Tensor tApA = make_tensor<bool>(make_shape (size<0>(tAcA), size<1>(tAcA)),
                                make_stride(     Int<1>{},      Int<0>{}));
Tensor tBpB = make_tensor<bool>(make_shape (size<0>(tBcB), size<1>(tBcB)),
                                make_stride(     Int<1>{},      Int<0>{}));

Here, we make a few assumptions: we’re only interested in predicates for one tile of data at a time and we’re only interested in predicates for the m- and n-modes and will handle the k-mode predicates differently. The m- and n- predicates will be considered constant across every tile and will be reused in every iteration of the mainloop. Thus, we only store the predicates for the m- and n-modes and broadcast them across the k-mode.
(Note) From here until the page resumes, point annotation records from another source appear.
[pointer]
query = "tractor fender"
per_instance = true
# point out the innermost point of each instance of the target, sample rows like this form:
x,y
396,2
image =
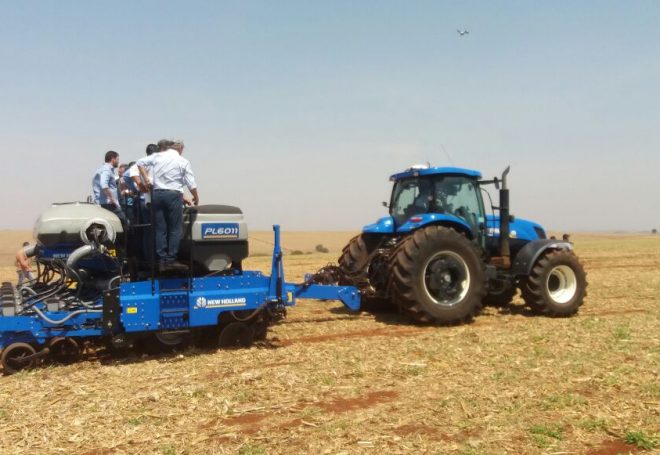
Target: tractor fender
x,y
419,221
527,256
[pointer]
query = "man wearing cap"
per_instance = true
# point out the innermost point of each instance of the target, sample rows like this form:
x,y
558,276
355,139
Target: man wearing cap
x,y
171,174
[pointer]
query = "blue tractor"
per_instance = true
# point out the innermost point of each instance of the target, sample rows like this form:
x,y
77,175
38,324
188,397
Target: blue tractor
x,y
439,256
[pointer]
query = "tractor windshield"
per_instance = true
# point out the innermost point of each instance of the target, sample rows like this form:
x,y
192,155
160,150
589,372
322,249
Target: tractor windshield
x,y
411,197
459,196
450,194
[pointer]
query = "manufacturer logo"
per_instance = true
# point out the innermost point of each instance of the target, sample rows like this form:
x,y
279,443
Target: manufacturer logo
x,y
220,231
203,302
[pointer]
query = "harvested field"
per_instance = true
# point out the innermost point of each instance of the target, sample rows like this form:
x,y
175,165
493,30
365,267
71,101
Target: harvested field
x,y
328,381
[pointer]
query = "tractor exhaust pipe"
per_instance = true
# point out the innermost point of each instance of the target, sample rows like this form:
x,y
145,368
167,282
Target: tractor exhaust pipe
x,y
505,214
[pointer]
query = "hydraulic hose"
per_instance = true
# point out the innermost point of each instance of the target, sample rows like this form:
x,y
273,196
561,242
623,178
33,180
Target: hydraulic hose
x,y
78,254
65,318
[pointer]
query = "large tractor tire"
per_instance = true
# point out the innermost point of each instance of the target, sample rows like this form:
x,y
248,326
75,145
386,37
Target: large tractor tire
x,y
438,276
557,284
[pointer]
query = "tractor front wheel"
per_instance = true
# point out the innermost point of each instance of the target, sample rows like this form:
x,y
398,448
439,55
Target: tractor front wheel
x,y
557,284
364,268
438,276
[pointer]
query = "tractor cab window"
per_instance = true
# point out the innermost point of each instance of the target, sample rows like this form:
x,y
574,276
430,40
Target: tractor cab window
x,y
411,197
459,196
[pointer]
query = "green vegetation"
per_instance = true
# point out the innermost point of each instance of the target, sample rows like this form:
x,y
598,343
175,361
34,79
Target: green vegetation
x,y
641,440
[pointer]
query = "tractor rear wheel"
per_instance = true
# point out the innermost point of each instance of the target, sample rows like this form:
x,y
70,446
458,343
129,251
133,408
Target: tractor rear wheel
x,y
557,284
438,276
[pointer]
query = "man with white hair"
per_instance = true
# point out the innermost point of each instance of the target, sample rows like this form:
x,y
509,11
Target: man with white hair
x,y
171,174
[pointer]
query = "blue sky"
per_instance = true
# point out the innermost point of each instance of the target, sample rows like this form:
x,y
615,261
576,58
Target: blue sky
x,y
298,111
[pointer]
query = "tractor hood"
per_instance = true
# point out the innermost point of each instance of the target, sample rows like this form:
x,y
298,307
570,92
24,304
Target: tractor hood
x,y
386,224
520,229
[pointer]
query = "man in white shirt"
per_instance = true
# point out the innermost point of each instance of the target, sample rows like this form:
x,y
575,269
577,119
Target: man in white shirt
x,y
171,174
104,186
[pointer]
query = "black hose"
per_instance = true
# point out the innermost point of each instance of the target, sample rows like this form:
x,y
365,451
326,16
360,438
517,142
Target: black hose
x,y
65,318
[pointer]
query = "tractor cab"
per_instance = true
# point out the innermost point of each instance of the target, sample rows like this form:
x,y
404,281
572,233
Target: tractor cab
x,y
438,194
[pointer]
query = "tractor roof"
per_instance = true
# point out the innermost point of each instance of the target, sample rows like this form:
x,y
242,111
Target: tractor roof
x,y
416,171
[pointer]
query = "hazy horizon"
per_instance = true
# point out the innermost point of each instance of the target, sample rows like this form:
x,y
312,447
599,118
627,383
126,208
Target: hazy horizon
x,y
299,111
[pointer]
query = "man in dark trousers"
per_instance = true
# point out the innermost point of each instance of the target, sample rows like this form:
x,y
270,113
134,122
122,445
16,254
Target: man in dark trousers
x,y
171,174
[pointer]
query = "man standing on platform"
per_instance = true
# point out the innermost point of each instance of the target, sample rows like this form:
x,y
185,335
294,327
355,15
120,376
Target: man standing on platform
x,y
171,174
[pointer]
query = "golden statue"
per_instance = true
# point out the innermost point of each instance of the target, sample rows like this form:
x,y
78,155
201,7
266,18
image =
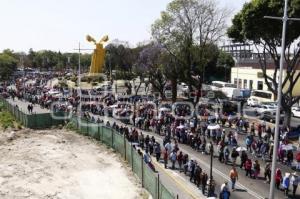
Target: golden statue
x,y
98,55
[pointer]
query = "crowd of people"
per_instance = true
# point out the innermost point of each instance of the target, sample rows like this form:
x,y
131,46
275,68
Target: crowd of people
x,y
210,129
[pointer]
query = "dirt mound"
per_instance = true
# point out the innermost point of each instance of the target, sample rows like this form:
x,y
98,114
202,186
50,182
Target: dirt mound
x,y
61,164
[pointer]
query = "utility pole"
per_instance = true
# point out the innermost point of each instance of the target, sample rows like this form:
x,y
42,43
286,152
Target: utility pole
x,y
284,19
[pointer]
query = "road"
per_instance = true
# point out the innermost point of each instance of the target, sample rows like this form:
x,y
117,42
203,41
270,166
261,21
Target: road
x,y
22,104
246,187
179,184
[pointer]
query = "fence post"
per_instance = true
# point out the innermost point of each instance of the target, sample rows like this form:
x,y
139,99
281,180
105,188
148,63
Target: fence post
x,y
87,126
142,171
112,138
102,133
125,147
35,120
99,137
132,155
158,186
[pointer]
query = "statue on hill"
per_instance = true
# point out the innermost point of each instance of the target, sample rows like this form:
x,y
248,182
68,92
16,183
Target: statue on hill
x,y
98,55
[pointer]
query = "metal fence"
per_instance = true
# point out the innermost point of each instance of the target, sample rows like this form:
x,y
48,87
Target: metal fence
x,y
149,179
34,120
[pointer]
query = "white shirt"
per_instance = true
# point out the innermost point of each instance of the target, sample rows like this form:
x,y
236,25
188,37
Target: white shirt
x,y
294,180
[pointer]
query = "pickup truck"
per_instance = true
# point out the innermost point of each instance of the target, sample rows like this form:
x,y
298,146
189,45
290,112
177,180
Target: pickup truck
x,y
271,116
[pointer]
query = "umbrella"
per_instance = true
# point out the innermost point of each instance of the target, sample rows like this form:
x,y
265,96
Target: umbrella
x,y
181,127
114,106
164,109
241,148
289,147
213,127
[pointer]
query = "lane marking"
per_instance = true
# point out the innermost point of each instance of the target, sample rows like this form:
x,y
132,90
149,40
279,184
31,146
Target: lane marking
x,y
180,184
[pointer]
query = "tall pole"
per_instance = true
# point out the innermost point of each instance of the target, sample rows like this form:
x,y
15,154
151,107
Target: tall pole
x,y
279,94
210,192
79,78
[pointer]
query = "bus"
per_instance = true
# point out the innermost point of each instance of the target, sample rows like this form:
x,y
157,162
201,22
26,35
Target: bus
x,y
227,88
262,96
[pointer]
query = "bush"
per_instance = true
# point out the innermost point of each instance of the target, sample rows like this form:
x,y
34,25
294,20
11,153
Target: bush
x,y
6,119
71,126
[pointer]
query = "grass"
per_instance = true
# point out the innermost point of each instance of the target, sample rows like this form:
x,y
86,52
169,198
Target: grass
x,y
71,126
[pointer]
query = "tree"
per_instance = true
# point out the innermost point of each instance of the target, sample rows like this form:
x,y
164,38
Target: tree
x,y
250,26
8,65
186,29
152,63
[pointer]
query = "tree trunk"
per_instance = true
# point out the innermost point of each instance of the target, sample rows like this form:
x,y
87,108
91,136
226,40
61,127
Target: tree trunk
x,y
174,89
162,94
287,118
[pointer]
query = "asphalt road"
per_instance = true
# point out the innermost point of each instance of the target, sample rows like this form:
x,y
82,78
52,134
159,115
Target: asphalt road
x,y
246,187
179,183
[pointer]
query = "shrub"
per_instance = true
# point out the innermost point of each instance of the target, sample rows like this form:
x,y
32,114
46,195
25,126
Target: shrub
x,y
6,119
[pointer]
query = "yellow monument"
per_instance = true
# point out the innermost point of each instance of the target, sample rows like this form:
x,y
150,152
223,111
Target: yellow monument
x,y
98,55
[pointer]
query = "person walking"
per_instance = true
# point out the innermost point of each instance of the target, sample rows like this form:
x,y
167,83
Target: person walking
x,y
244,158
224,191
278,178
256,168
173,158
157,151
268,173
204,178
248,166
294,182
286,184
166,158
180,160
233,177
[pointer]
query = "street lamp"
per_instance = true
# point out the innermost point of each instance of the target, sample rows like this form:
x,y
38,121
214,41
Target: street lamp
x,y
211,189
284,19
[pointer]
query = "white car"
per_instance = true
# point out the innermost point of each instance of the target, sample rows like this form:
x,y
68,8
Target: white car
x,y
252,102
296,111
263,108
184,87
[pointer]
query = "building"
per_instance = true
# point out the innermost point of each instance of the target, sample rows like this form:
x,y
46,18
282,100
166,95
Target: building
x,y
247,72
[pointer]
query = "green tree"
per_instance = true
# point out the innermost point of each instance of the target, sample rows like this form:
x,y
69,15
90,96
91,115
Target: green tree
x,y
8,65
151,64
186,30
249,25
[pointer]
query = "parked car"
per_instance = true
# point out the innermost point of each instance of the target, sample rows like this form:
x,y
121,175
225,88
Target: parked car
x,y
271,116
294,133
296,111
263,108
184,87
252,102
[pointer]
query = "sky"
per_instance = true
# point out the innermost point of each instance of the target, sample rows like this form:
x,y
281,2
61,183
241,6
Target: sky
x,y
60,25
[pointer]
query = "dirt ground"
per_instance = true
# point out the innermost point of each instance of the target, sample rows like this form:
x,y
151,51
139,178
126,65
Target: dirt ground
x,y
61,164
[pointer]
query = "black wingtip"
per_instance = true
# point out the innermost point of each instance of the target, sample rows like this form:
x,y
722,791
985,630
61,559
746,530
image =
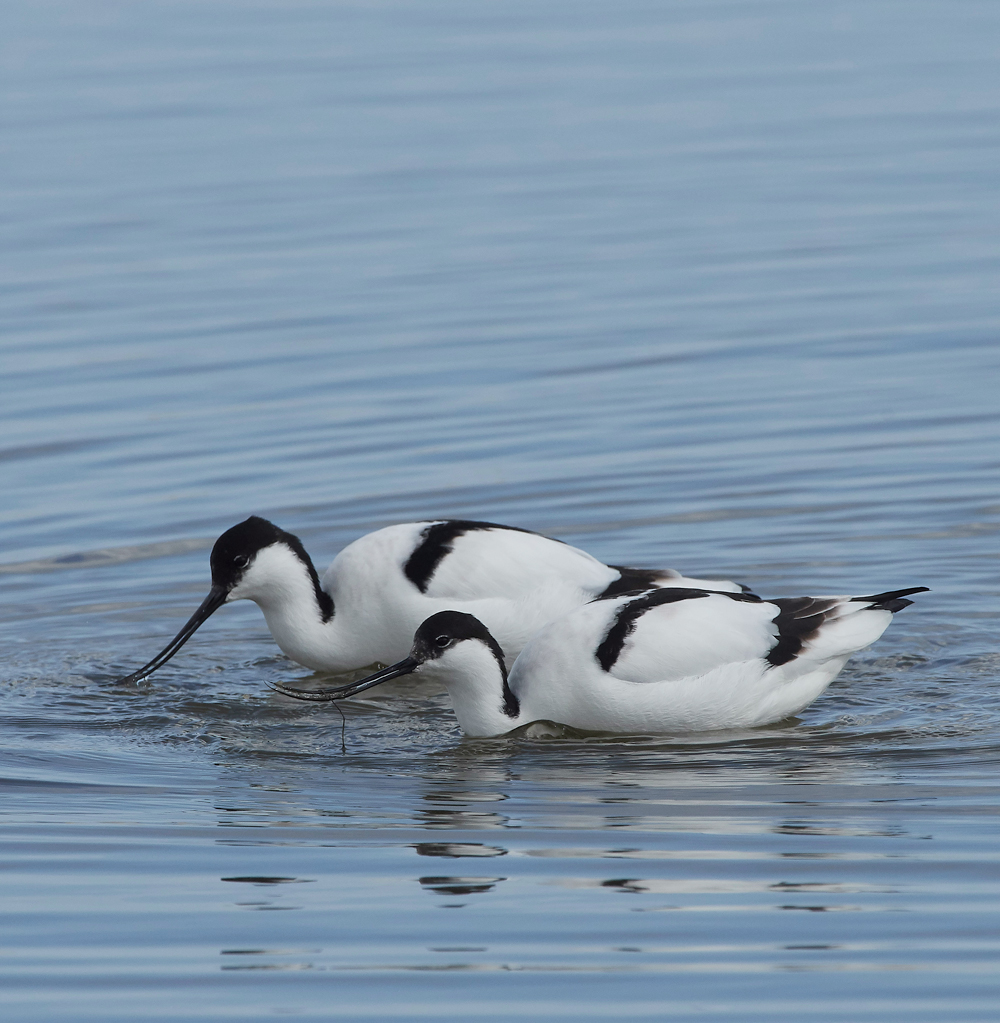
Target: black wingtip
x,y
892,599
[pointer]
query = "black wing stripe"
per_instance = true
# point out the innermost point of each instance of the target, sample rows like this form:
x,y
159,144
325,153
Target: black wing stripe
x,y
629,614
631,579
801,618
436,543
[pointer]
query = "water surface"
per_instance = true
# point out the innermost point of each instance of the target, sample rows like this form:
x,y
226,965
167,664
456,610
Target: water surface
x,y
709,285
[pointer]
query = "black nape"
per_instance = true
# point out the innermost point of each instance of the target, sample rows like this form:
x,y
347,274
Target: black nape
x,y
238,546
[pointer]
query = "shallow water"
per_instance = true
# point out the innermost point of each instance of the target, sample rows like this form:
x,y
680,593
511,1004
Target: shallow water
x,y
709,285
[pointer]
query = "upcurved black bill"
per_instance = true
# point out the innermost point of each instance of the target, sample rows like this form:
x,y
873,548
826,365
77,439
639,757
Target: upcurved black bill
x,y
403,667
215,599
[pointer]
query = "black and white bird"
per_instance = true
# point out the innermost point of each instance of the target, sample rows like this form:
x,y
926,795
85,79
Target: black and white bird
x,y
380,587
673,660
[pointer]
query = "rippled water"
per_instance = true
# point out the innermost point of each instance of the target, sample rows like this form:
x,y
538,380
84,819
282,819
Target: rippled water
x,y
710,285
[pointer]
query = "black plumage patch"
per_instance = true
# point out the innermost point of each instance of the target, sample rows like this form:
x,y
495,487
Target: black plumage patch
x,y
631,579
891,599
437,541
799,619
238,546
441,631
629,614
802,617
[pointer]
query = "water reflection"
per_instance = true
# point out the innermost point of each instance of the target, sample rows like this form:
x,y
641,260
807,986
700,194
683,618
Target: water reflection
x,y
459,886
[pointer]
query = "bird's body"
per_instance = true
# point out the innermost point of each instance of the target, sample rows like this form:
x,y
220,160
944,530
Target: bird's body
x,y
380,587
667,660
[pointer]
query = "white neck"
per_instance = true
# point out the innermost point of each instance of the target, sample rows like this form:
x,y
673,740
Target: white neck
x,y
474,682
280,584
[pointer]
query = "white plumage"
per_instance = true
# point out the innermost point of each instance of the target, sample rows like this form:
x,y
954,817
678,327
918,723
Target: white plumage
x,y
669,660
379,588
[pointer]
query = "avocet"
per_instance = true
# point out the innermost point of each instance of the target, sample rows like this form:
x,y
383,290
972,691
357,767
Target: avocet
x,y
669,660
381,586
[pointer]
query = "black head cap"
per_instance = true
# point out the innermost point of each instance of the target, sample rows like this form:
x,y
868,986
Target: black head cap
x,y
442,631
237,547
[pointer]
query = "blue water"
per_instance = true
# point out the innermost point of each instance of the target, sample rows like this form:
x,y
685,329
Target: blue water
x,y
710,285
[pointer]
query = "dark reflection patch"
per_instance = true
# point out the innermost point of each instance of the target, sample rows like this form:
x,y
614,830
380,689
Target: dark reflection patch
x,y
265,880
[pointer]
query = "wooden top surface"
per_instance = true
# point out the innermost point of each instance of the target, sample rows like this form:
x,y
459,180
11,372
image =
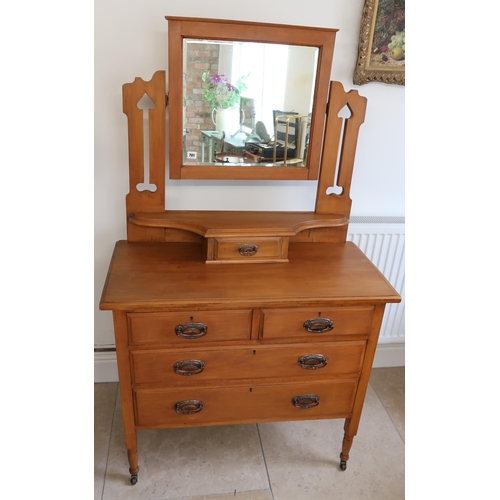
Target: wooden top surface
x,y
212,223
155,276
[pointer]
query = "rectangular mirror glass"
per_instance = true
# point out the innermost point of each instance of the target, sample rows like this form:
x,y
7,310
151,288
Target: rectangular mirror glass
x,y
246,100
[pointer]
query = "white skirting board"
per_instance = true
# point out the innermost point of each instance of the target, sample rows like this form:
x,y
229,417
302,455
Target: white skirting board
x,y
105,368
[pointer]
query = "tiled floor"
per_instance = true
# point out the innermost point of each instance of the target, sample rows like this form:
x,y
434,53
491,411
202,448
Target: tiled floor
x,y
272,461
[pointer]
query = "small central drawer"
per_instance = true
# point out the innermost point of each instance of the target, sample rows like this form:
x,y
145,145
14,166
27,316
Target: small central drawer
x,y
190,366
192,327
248,249
319,323
244,404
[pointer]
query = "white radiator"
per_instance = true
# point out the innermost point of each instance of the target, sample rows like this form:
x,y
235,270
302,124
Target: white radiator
x,y
382,239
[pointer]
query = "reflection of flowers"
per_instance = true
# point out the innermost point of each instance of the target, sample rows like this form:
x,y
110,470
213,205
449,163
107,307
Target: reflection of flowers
x,y
220,93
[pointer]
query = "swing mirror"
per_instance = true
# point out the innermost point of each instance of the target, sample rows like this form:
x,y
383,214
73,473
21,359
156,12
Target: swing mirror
x,y
246,100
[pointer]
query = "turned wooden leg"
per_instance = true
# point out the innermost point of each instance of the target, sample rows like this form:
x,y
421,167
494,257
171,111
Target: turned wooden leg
x,y
133,461
346,445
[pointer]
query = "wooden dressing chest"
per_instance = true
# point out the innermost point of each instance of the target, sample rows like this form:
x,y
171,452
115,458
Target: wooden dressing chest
x,y
241,317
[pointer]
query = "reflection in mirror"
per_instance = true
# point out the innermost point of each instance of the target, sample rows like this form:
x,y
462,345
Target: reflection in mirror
x,y
247,102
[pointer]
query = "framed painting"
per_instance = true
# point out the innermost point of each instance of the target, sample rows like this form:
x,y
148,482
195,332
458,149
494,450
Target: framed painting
x,y
381,51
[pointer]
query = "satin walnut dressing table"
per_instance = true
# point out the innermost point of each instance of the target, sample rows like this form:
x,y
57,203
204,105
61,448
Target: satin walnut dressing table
x,y
242,317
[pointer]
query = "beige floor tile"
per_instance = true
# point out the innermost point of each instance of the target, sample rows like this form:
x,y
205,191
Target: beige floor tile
x,y
389,384
179,463
302,458
104,407
238,495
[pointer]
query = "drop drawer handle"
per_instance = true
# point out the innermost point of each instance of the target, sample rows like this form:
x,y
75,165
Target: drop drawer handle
x,y
318,325
305,401
188,367
188,407
248,250
191,330
313,361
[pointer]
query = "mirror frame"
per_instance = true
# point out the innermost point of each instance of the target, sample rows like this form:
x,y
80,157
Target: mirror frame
x,y
180,28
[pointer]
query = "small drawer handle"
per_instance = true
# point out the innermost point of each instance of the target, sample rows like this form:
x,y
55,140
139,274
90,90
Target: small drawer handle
x,y
248,250
313,361
305,401
318,325
188,367
191,330
188,407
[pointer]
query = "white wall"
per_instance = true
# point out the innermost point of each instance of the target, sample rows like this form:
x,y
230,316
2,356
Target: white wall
x,y
131,41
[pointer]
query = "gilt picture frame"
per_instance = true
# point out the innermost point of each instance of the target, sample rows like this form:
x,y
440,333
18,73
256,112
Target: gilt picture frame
x,y
381,50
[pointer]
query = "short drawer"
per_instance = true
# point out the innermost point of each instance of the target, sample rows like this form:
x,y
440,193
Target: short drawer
x,y
187,366
192,327
259,249
316,323
244,404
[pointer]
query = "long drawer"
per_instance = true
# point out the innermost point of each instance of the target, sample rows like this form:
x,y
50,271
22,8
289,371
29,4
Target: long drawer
x,y
316,323
191,406
191,366
189,327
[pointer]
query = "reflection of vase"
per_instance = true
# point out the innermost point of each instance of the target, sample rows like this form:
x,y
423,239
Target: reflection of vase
x,y
226,120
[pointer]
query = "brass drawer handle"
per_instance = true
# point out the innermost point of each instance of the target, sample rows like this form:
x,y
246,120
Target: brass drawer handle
x,y
188,367
191,330
305,401
313,361
248,250
318,325
188,407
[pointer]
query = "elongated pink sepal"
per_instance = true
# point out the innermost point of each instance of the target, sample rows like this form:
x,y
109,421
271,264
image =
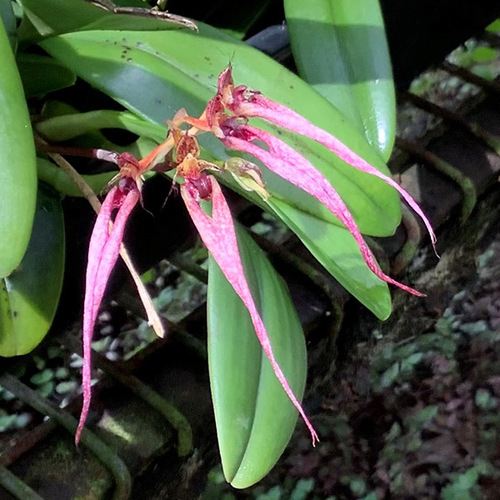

When populating the tensors, we carry the same assumption through:

// Populate the m- and n-predicates
CUTE_UNROLL
for (int m = 0; m < size<0>(tApA); ++m) {
  tApA(m,0) = elem_less(get<0>(tAcA(m,0,0)), shape<0>(mA));  // Compare the m-coordinate
}
CUTE_UNROLL
for (int n = 0; n < size<0>(tBpB); ++n) {
  tBpB(n,0) = elem_less(get<0>(tBcB(n,0,0)), shape<0>(mB));  // Compare the n-coordinate
}

and only compare the m- and n-coordinates of the 0th k-tile and 0th k-block. The stride-0 broadcasting mode still allows us to treat this data as a predicate tensor for each and every element of the tile to be loaded.

Finally, we can then use the predicate tensors in copy_if to copy only the elements for which the corresponding predicate tensor elements are true.